Ni rire ni pleurer ...

Rien n'est hors-sujet ici, sauf si ça parle de politique

Message par Wapi » 08 Juin 2005, 09:14

On est nombreux, je pense, à connaitre cette citation et à avoir entendu parlé de ce fameux sage qu'évoque Jacquemart dans le fil sur les papillons de la LCR

a écrit :Alors, comme disait le sage, "ni rire ni pleurer, comprendre".


Mais qui donc est ce sage ? Et dans quelle circonstance cette phrase fut-elle à l'origine prononcée ?

Vous avez droit à plusieurs essais ... ce sera la page "culture" de la journée, en attendant le retour de notre cher éphéméride !
Wapi
 
Message(s) : 0
Inscription : 08 Jan 2005, 16:30

Message par Wapi » 08 Juin 2005, 09:34

Oui ... Léon l'a reprise effectivement, mais je ne sais pas exactement dans quel contexte : certainement que des forumeurs qui connaissent bien les écrits de LT vont nous le dire !

Je parlais en fait du sage d'origine, plus vieux de quelques siècles que le vieux Léon ...

Et voyons Txi, tu me demandes ce qu'on gagne !

Ta question m'étonne : tu ignores donc que c'est ainsi qu'on s'enrichit ? :D
Wapi
 
Message(s) : 0
Inscription : 08 Jan 2005, 16:30

Message par Barnabé » 08 Juin 2005, 09:47

Ce serait pas Spinoza?
Barnabé
 
Message(s) : 0
Inscription : 11 Oct 2002, 20:54

Message par Wapi » 08 Juin 2005, 10:02

Bravo à Canardos-lunettes-de-piscine... (indeed)

Maintenant, il faut développer et préciser un peu le contexte...

En attendant, voici ton cadeau !

http://www.binocularsmart.com/dipol-night-...ol-d2mv-pro.jpg
Wapi
 
Message(s) : 0
Inscription : 08 Jan 2005, 16:30

Message par Ottokar » 08 Juin 2005, 10:27

dans un des tomes des Oeuvres, Broué met en note que Trostky n'avait sans doute pas lu Spinoza...
Ottokar
 
Message(s) : 731
Inscription : 16 Jan 2005, 10:03

Message par Wapi » 08 Juin 2005, 21:47

Canardos, tu as droit à des googles chromées ici :

http://www.andengaard.no/images/watersport_briller.jpg

et ce n'est déjà pas mal ... car tu n'as donné qu'une partie de la réponse !

Effectivement, dans la lettre 30, Oldenburg, un savant, écrit de Londres à Spinoza dans les termes que tu dis.
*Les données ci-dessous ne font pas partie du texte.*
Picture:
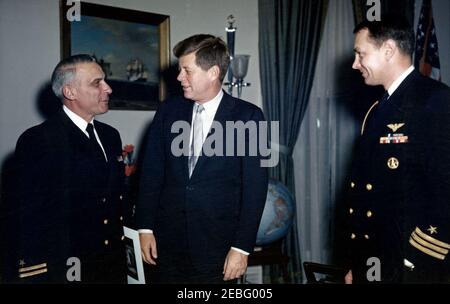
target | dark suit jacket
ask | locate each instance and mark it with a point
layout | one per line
(218, 207)
(400, 185)
(67, 203)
Il parle de "temps calamiteux" de peste et de guerre, sur un ton où on décèle un certain pessimisme lié aux évènements, mais où triomphe néanmoins un optimisme sincère dans les capacités du genre humain, même si cela doit passer par "l'intervention des meilleurs" (?)

Par exemple :

"Notre société philosophique, dans ces temps calamiteux, ne tient plus de réunions publiques, toutefois quelques-uns de ces membres n'oublient pas qu'ils sont philosophes"

ou bien

"Si les hommes étaient conduits par la raison, ils ne se déchireraient pas les uns les autres, comme c'est le cas en ce moment. Mais à quoi bon se plaindre ! Aussi longtemps qu'il y aura des hommes, ils auront des vices, mais le règne du mal n'est pas perpétuel et l'intervention des meilleurs peut le contrebalancer"
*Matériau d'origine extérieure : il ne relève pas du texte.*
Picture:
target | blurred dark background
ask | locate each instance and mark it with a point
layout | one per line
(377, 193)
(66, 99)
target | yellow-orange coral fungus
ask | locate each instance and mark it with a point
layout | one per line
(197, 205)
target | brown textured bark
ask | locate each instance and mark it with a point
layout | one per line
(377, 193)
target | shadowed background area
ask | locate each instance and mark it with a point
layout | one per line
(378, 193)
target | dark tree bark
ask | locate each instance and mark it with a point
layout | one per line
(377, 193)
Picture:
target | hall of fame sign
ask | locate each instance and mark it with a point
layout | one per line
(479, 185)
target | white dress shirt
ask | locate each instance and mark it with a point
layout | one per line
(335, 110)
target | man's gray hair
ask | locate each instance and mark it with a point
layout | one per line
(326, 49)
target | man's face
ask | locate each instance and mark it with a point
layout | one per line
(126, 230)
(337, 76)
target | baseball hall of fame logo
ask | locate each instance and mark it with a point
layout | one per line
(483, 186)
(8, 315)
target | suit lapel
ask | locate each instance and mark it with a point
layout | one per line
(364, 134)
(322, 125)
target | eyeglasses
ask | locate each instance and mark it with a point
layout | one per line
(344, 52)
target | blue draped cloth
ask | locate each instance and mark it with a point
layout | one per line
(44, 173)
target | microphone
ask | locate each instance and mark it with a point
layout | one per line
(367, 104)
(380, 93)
Spinoza, qui vit à Voorburg en Hollande lui répond la lettre suivante. On est en 1665, en plein pendant la 2nde guerre anglo-hollandaise. A ce moment, il est en train d'écrire le Traité Théologico Politique, qui dénonce les superstitions religieuses présentes dans la Bible et la collusion de la religion avec les tyrannies politiques.

La lettre en entier (n°31) :

a écrit :
LETTRE XXXI

...Je suis aise d'apprendre que les philosophes dans le cercle desquels vous vivez, restent fidèles à eux-mêmes en même temps qu'à leur pays. Il me faut attendre, pour connaître leurs travaux récents, le moment où, rassasiés de sang humain, les États en guerre s'accorderont quelque repos pour réparer leurs forces. Si ce personnage fameux(1) qui riait de tout, vivait dans notre siècle, il mourrait de rire assurément. Pour moi, ces troubles ne m'incitent ni au rire ni aux pleurs; plutôt développent-ils en moi le désir de philosopher et de mieux observer la nature humaine. Je ne crois pas qu'il me convienne en effet de tourner la nature en dérision, encore bien moins de me lamenter à son sujet, quand je considère que les hommes, comme les autres êtres, ne sont qu'une partie de la nature et que j'ignore comment chacune de ces parties s'accorde avec le tout, comment elle se rattache aux autres. Et c'est ce défaut de connaissance qui est cause que certaines choses, existant dans la nature et dont je n'ai qu'une perception incomplète et mutilée, parce qu'elles s'accordent mal avec les désirs d'une âme philosophique, m'ont paru jadis vaines, sans ordre, absurdes. Maintenant je laisse chacun vivre selon sa complexion et je consens que ceux qui le veulent, meurent pour ce qu'ils croient être leur bien, pourvu qu'il me soit permis à moi de vivre pour la vérité. Je compose actuellement un traité sur la façon dont j'envisage l'Écriture et mes motifs pour l'entreprendre sont les suivants: 1° Les préjugés des théologiens; je sais en effet que ce sont ces préjugés qui s'opposent surtout à ce que les hommes puissent appliquer leur esprit à la philosophie; je juge donc utile de montrer il nu ces préjugés et d'en débarrasser les esprits réfléchis. 2° L'opinion qu'a de moi le vulgaire qui ne cesse de m'accuser d'athéisme; je me vois obligé de la combattre autant que je pourrai. 3° La liberté de philosopher et de dire notre sentiment; je désire l'établir par tous ICI moyens: l'autorité excessive et le zèle indiscret des prédicants tendent à la supprimer. Je n'ai pas entendu dire jusqu'à présent qu'un Cartésien ait expliqué les phénomènes observés lors des comètes récentes par l'hypothèse de Descartes et je doute que cela soit possible...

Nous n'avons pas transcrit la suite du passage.